Secretary Provost Dr. Rice is not the first Secretary of State to go head to head with Veep Shooter Cheney. Jeff Stein of the Congressional Quarterly, reports that Cheney’s office actively tried to undermine the “One China” policy forged by Nixon and affirmed by George W. Bush. At stake was possible nuclear war with China.

Stein quotes Lawrence B. Wilkerson, the U.S. Army colonel who was Powell’s chief of staff through two administrations:

“The Defense Department, with Feith, Cambone, Wolfowitz [and] Rumsfeld, was dispatching a person to Taiwan every week, essentially to tell the Taiwanese that the alliance was back on,” Wilkerson said, referring to pre-1970s military and diplomatic relations, “essentially to tell Chen Shui-bian, whose entire power in Taiwan rested on the independence movement, that independence was a good thing.”

Wilkerson said Powell would then dispatch his own envoy “right behind that guy, every time they sent somebody, to disabuse the entire Taiwanese national security apparatus of what they’d been told by the Defense Department.”

According to China experts Richard Bush and Michael O’Hanlon:

A Taiwanese declaration of independence, they said, “could result in the first major war between nuclear weapons states in history, with no guarantee it would be successfully concluded prior to a major escalation.”

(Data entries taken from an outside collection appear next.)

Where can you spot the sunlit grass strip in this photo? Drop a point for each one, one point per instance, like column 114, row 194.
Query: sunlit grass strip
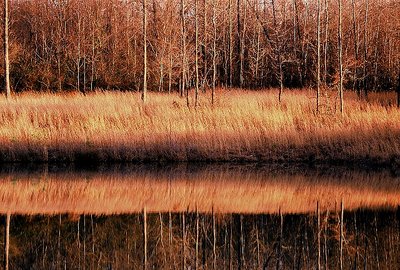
column 226, row 191
column 245, row 126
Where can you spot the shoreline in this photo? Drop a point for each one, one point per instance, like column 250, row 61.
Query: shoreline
column 242, row 127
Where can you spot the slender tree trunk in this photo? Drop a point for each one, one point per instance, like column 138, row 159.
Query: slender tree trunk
column 365, row 84
column 318, row 52
column 196, row 52
column 355, row 76
column 239, row 52
column 205, row 46
column 230, row 44
column 6, row 56
column 340, row 57
column 326, row 42
column 214, row 21
column 183, row 32
column 6, row 240
column 144, row 92
column 78, row 60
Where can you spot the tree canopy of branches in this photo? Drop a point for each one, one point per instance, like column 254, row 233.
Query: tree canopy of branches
column 69, row 44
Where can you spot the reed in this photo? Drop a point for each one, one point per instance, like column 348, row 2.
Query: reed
column 241, row 126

Maybe it’s a good thing Cheney’s star is falling? Then again, maybe we should be sure that it is. With the senior military opposed to war with Iran, maybe there is some hope that it won’t happen. Their view is based largely on logistics. Hegemony is just too expensive – in treasure and blood. Slightly more hopeful is to hear a deeper question finally by asked in the “liberal media” i.e. somebody besides Noam. What kind of relationship do we want with the world?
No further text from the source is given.